Penampilan tersebut tampak membuat Prabowo tersenyum. Setelah pertunjukan berakhir, ia menghampiri para penari dan menyalami mereka satu per satu sebagai bentuk apresiasi dan mengucapkan terima kasih atas penampilan para siswa tersebut.
SCROLL TO CONTINUE WITH CONTENT
"Terima kasih ya, Terima kasih, " ucap Prabowo dikutip dari siaran pers Kemensos, Senin (8/6/2026).

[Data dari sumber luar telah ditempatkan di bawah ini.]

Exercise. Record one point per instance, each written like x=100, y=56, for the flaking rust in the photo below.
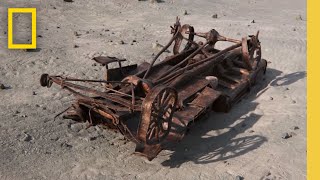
x=152, y=104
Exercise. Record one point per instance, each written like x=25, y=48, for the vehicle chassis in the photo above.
x=167, y=96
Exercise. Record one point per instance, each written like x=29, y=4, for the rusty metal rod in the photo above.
x=93, y=91
x=183, y=61
x=162, y=50
x=87, y=99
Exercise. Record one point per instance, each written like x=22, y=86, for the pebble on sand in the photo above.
x=286, y=135
x=2, y=86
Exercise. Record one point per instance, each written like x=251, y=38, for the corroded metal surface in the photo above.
x=152, y=104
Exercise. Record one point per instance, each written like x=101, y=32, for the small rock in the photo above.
x=2, y=86
x=286, y=136
x=66, y=145
x=76, y=127
x=239, y=178
x=295, y=128
x=299, y=18
x=76, y=33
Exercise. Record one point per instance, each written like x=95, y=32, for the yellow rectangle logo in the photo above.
x=33, y=12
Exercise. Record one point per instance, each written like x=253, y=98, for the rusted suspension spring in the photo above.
x=210, y=58
x=131, y=105
x=162, y=50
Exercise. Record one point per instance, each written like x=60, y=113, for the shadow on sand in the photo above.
x=215, y=138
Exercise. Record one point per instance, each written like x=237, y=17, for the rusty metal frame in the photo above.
x=169, y=95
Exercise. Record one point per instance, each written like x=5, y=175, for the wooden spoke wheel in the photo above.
x=156, y=116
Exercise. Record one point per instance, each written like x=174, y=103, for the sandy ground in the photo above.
x=246, y=142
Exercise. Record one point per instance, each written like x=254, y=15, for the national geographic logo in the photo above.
x=33, y=12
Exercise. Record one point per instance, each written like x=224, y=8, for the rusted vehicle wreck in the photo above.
x=152, y=104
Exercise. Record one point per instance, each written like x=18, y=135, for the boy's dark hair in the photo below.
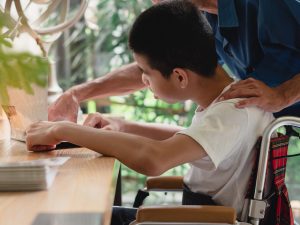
x=174, y=34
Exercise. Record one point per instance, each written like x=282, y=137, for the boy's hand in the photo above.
x=41, y=136
x=97, y=120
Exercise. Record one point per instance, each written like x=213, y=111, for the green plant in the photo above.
x=18, y=69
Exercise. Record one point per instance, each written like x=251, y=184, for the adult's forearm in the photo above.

Salah satu penampil Tari Kecak, Gusti Alit Widya Putra, yang merupakan penyandang Down Syndrome, juga menunjukkan rasa percaya diri saat tampil di hadapan Presiden. Ia tampil tidak kalah semangat dibandingkan rekan-rekannya yang lain.
Melihat penampilan Gusti Alit, Prabowo tersenyum, menepuk pundaknya, dan menyampaikan apresiasi secara langsung.
"Terima kasih, ya," katanya.
Sebagai informasi, SRMP 17 Tabanan menerapkan prinsip kesempatan yang setara bagi seluruh siswa yang berasal dari kelompok desil 1 dan desil 2 DTSEN, sebagaimana sekolah rakyat lainnya. Para siswa diberikan ruang yang luas untuk mengembangkan kemampuan mereka, baik melalui bidang akademik maupun nonakademik, tanpa adanya perlakuan yang berbeda.
Berbagai potensi yang dimiliki siswa terus digali dan dikembangkan agar dapat menjadi bekal dalam meningkatkan kualitas hidup mereka sekaligus memberikan dampak positif bagi lingkungan di masa depan.